Hayat bir çocuğun şekerine benzerdi.
Çabucak bitiverirdi. Tadı bazen tatlı bazen acı olabiliyordu. Şekerin içindekilere göre tadı da değişirdi. Aynı bir insanın hayatı gibiydi. Örneğin; şekeri ilk yalayışınızda tadı çok güzel gelir ve biraz daha yemek istersiniz ama sonlara doğru şekerin tadı sizi çok bayar. Daha da yemek istemezsiniz.İnsanda ilk defa gözünü açtığında her şey o kadar naif ve güzeldir ki içinizde bir yaşam isteği uyanırdı. Ama bu durum çok da uzun sürmez. Ergenliğe adım attığınız an bu istek sönerdi ve hayattan nefret ederdiniz.
Annem de hayattan nefret ediyordu. Ta ki babamla tanışana dek. Arif Ulusoy. Bu dünyada görebileceğiniz en gizemli adamdı. Soğuk görünüşüyle herkesi korkuturdu. Bir kişi hariç. Pelin Karadağ. Pelin Karadağ yani annem bu hayatta görebileceğiniz en inatçı insandı. Babamı değiştirebileceğine, buz gibi olan kalbini sıcaklıkla doldurabileceğine inanmıştı. Ve bunu da başarmıştı.
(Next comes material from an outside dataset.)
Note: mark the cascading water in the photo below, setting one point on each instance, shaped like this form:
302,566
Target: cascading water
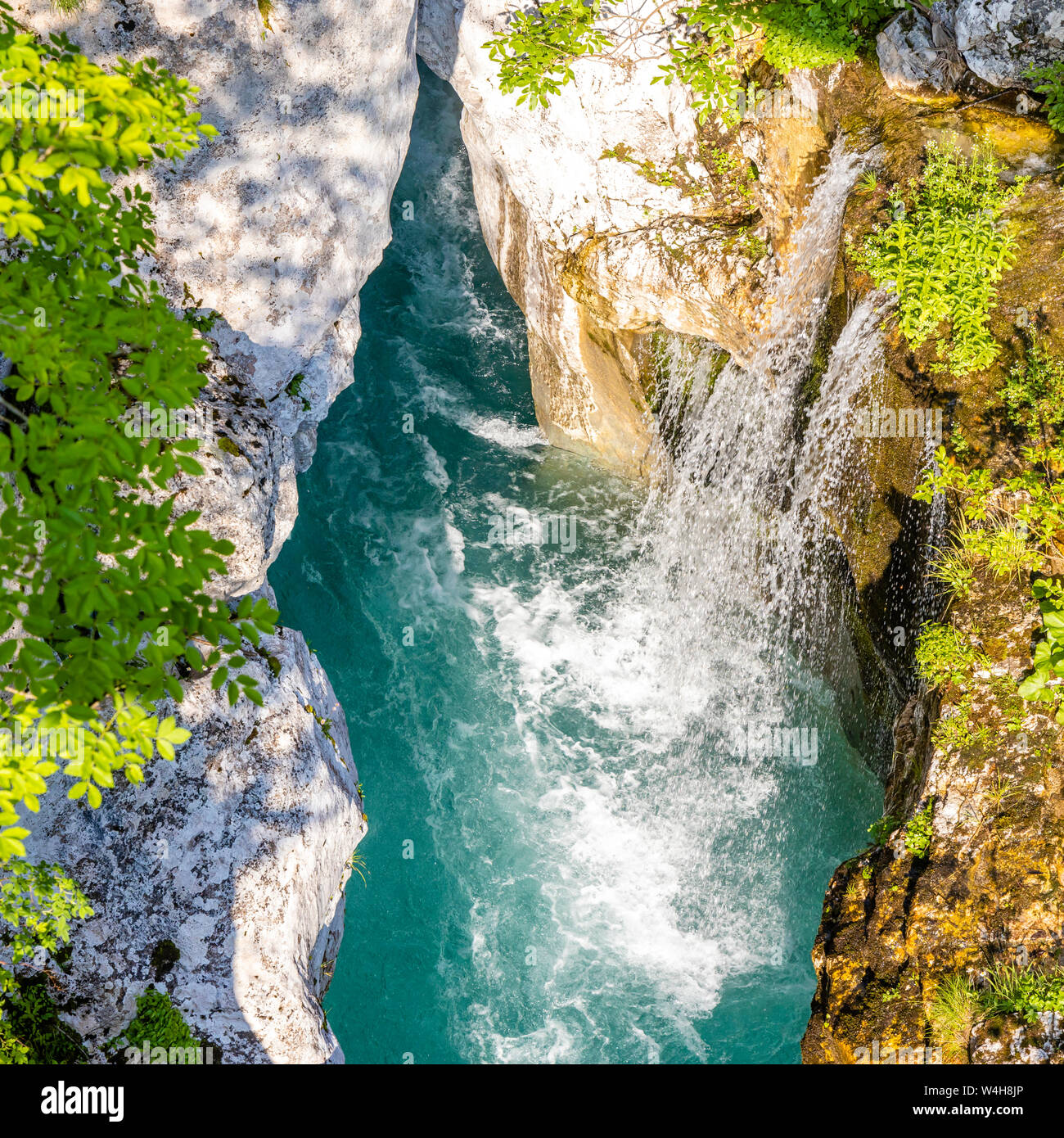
568,860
Babam bir tek anneme iyi davranıyordu. Ablamla bana bir yabancı gibi davranıyordu. Sanki onun kanını taşımıyorduk. Sanki onun soyadını taşımıyorduk. Yoldan geçen rastgele bir insan gibiydik onun için.
Ablam babamın bu soğuk davranışlarına üzülürdü ama sürekli kendi kendine “Belki bir gün bize de anneme davrandığı gibi davranır.” diye boş umutlar veriyordu. Ben ise babamı takmıyordum bile. Ne hali varsa görürdü.
Ablama babamın asla bizi sevmeyeceğini anlatırdım ama beni dinlemezdi. Kendini ümitlendirmeye devam ediyordu. Ta ki annemin ölümünden sonra. Evet, yanlış okumadınız annem öldü. Ve babamın soğuk davranışları şiddete dönüştü. En ufak şeyde şiddete başvuruyordu.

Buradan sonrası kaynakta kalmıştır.